JURNALKALIMANTAN.COM, BARITO KUALA Balai Besar Pengawasan Obat dan Makanan (BBPOM) di Banjarmasin melaksanakan Advokasi Kegiatan Terpadu Desa Pangan Aman, Pasar Pangan Berbasis Komunitas, dan Pangan Jajanan Anak Usia Sekolah (PJAS) di Kabupaten Barito Kuala (Batola).

Kegiatan yang melibatkan Satuan Kerja Perangkat Daerah terkait, para camat, kades, Ketua Tim Penggerak PKK, dan kepala sekolah ini, dibuka Bupati Hj. Noormiliyani A.S., di Aula Selidah Kantor Sekretariat Daerah Batola, Senin (14/03/2022).

Sosialisasi ini dihadiri Kepala BBPOM di Banjarmasin Leonerd Duma, Direktur Pemberdayaan Masyarakat dan Pangan Dr. Yuninda Nugrahanti Soedarto, dan Koordinator Pemberdayaan Masyarakat Pelaksana Usaha Pangan Olahan Diah Sulistiyani, untuk mendapatkan dukungan pihak terkait seperti pemerintah daerah, wakil rakyat, masyarakat, maupun media massa, guna suksesnya sejumlah program yang digalakkan.

Bupati saat membuka kegiatan berharap, agar terjalin kemitraan yang baik antara perangkat desa dengan lintas sektor terkait, sehingga tercipta komunikasi yang efektif supaya pelaksanaan pembangunan dapat berjalan lancar. Di antaranya, berupa kegiatan Terpadu Desa Pangan Aman, Pasar Pangan Berbasis Komunitas, dan PJAS, guna memudahkan masyarakat mendapatkan pangan yang sehat dan aman.
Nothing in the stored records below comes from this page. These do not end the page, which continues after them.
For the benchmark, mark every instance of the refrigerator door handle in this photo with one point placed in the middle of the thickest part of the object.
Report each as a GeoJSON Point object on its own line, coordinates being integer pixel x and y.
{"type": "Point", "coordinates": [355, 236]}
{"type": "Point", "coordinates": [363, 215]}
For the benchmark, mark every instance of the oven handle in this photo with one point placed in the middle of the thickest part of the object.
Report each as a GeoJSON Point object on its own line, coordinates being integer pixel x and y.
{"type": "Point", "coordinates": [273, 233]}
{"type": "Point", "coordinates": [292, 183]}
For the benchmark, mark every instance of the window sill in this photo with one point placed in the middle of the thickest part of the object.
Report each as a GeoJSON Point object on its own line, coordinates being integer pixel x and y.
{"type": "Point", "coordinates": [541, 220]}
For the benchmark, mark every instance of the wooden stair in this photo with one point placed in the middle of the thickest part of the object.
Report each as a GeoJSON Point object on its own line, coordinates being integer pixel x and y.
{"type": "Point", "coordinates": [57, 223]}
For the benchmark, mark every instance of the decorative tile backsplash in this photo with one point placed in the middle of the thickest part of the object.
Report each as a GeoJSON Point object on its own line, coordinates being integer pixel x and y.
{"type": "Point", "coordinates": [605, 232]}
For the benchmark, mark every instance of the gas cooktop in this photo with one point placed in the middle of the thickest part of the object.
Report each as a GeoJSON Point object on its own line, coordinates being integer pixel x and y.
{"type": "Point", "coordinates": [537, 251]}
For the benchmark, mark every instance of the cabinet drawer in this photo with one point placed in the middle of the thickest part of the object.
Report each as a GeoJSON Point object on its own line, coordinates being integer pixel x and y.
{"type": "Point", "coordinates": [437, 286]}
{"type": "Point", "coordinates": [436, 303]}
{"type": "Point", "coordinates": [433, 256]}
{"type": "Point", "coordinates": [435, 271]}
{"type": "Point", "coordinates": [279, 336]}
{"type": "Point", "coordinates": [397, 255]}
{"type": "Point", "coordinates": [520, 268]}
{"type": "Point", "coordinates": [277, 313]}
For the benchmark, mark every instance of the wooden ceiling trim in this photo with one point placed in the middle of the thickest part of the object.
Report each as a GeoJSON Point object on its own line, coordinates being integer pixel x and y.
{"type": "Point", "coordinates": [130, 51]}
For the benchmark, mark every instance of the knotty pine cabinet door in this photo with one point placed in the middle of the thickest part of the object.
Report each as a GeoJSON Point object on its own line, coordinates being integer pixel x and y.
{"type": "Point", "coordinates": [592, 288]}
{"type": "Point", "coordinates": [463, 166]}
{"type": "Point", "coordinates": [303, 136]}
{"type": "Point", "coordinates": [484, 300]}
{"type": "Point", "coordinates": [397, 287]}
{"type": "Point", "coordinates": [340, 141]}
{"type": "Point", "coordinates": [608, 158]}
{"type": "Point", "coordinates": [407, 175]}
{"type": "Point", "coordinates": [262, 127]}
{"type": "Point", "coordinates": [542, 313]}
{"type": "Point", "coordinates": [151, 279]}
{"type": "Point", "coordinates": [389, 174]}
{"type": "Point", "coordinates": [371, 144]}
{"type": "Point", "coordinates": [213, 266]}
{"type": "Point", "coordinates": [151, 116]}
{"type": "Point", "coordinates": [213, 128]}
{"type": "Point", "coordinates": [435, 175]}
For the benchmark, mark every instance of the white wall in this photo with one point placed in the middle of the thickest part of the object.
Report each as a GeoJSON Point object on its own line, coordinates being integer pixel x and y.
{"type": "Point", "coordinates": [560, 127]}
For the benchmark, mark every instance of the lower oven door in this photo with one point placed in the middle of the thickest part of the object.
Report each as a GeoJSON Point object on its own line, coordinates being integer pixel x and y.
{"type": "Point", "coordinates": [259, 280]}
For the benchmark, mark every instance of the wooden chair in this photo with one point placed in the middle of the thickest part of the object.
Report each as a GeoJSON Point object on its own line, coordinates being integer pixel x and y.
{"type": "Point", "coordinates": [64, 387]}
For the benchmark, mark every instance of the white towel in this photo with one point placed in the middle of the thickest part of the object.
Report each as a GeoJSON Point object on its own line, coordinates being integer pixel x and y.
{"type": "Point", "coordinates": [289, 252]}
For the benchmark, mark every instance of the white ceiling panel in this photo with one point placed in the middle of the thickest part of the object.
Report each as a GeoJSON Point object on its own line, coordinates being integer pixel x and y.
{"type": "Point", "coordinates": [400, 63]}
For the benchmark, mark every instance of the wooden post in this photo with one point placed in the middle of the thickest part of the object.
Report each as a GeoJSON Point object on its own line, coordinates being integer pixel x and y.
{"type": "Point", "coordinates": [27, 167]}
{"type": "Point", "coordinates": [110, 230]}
Karena bupati mengakui, masih ada beberapa permasalahan yang berkaitan dengan keamanan makanan, seperti ditemukannya produk makanan yang tidak memenuhi persyaratan mutu dan keamanan, baik di sekolah maupun di pasar.

“Banyaknya kasus keracunan karena masih rendahnya pengetahuan, keterampilan, dan tanggung jawab produsen tentang mutu dan keamanan pangan pada industri kecil dan rumah tangga,” sebut bupati

Di samping itu, tambah Hj. Noormiliyani A.S., masih kurangnya kepedulian masyarakat, karena terbatasnya pengetahuan dan kemampuan daya beli untuk produk pangan yang bermutu dan aman.

“Kami berharap melalui pertemuan ini, BBPOM mampu menggugah komunitas desa, pasar, dan sekolah, agar berdaya, berpartisipasi, dan mandiri dalam pembinaan dan pengawasan keamanan pangan di komunitasnya masing-masing,” tegas bupati.

Sebelumnya, Kepala BBPOM di Banjarmasin mengatakan, tujuan dilaksanakannya advokasi ini untuk sosialisasi keamanan pangan, PJAS, dan Pasar Pangan Aman berbasis komunitas kepada pemangku kepentingan daerah, serta untuk meningkatkan koordinasi secara sinergi dan kontinu antara instansi dan pelaksana Aksi Desa Pangan Aman, PJAS, dan Pasar Pangan Aman Berbasis Komunitas, di samping untuk menumbuhkan komitmen pemda dalam rangka pengembangan program bersama.

“Diharapkan melalui kegiatan ini, program keamanan pangan dapat diintegrasikan dengan program kegiatan masing-masing lintas sektor, sehingga pemberdayaan masyarakat di desa, sekolah, dan pasar dapat terlaksana secara optimal, demi terwujudnya Desa Pangan Aman, PJAS Aman, dan Pasar Pangan Aman Berbasis Komunitas,” ucap Leonerd.